The Treaty of Lisbon (as reflected in Article 207 of the Treaty on the Functioning of the European Union (TFEU)) sets out the institutional processes for agreement in the relevant trade areas (e.g. as between the Council of the EU, the European Commission and the European Parliament) and sets out the current state of EU competence in the areas of trade and investment. It has expanded the scope of competence in some areas of trade and investment and clarified it in others. The EU is exclusively competent for all services (apart from transport which is an area of shared competence) and trade-related aspects of IP. However there may still be some argument as to the precise meaning and scope of “services” and “IP”.
One significant extension of the CCP is through the inclusion of foreign direct investment under Article 207 TFEU though there remain potential issues as to its precise delimitation.
Article 207 TFEU also sets out the limits of EU competence. For example, the exercise by the EU of its competence should not harmonise legislative or regulatory provisions of Member States where the TFEU prohibits this (e.g. immigration, health, and education and vocational training).

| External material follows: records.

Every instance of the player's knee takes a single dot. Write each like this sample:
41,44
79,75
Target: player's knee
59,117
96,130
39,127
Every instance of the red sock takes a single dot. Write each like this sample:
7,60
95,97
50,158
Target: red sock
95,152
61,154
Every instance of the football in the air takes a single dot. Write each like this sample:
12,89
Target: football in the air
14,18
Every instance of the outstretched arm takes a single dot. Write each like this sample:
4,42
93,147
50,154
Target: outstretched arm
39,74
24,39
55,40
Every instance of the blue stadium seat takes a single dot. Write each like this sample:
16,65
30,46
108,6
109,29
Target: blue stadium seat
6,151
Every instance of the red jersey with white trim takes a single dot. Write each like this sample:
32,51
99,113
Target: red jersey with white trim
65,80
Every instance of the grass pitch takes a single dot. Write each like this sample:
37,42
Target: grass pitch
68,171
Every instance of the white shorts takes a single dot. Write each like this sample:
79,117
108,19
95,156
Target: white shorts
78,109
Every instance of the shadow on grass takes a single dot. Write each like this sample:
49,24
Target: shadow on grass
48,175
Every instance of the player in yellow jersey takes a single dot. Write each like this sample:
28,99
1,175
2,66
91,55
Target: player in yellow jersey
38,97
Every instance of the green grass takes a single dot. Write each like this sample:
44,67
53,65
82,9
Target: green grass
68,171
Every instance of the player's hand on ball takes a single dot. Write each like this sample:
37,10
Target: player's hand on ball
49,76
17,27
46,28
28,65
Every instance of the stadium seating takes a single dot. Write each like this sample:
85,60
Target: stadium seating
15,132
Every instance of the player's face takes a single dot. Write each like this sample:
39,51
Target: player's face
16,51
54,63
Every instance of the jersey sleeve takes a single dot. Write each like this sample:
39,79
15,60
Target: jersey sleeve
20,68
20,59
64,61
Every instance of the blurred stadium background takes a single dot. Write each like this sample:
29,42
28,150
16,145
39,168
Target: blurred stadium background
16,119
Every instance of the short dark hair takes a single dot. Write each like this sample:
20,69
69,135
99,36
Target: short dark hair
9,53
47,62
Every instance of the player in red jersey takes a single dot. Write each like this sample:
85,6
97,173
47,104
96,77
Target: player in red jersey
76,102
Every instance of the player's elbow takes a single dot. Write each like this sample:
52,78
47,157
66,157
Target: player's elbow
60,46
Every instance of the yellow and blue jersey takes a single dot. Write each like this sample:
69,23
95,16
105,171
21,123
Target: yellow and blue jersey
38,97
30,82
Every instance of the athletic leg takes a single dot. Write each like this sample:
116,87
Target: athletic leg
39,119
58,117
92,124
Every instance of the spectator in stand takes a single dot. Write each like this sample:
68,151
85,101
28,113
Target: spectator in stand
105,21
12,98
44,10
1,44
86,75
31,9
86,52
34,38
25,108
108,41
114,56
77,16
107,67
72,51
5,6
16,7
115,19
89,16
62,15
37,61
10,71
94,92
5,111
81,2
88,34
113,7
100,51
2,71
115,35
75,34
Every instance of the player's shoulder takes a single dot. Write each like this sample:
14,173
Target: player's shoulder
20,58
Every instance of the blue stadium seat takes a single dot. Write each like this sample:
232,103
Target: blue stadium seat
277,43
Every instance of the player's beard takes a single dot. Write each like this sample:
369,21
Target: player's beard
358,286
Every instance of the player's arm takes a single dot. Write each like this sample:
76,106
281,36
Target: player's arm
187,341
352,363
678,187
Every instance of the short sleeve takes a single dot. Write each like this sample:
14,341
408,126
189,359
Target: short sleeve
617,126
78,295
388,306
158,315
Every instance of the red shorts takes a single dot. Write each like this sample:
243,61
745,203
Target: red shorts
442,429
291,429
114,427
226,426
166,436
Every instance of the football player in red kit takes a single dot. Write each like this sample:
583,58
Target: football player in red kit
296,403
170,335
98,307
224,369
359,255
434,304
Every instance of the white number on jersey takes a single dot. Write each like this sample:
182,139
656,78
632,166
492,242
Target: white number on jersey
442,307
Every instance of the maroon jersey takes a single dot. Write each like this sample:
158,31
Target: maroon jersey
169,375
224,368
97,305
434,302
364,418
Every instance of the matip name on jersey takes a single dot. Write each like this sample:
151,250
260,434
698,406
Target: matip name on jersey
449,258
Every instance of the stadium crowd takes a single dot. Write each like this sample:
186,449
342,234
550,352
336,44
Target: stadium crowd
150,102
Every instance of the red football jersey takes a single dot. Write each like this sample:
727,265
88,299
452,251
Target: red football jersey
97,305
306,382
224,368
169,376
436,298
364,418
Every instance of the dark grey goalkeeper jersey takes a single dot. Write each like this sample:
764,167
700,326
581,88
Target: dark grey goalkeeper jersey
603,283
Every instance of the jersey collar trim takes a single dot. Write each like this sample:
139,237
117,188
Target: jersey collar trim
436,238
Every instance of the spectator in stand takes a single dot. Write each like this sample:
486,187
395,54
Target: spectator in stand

The EU exercises its competence through the CCP by way of agreements (i.e. bilateral and multilateral) between the EU and third countries as well as by way of internal EU legislation. However, agreement on competence between the EU and Member States in areas such as investment (e.g. the delimitation of exclusive and shared competence) and the maritime sector (e.g. issues of shared competence) may be the subject of future debate.
In summary, the Lisbon Treaty clarified the balance of competences (particularly in trade and investment) as well as the exercise of such competences in these areas. There remain areas of clarification and delimitation which may yet have an impact on the negotiation of the EU’s eventual trade relationship with the UK post-Brexit. These and other EU trade issues will be explored in a later article on this topic.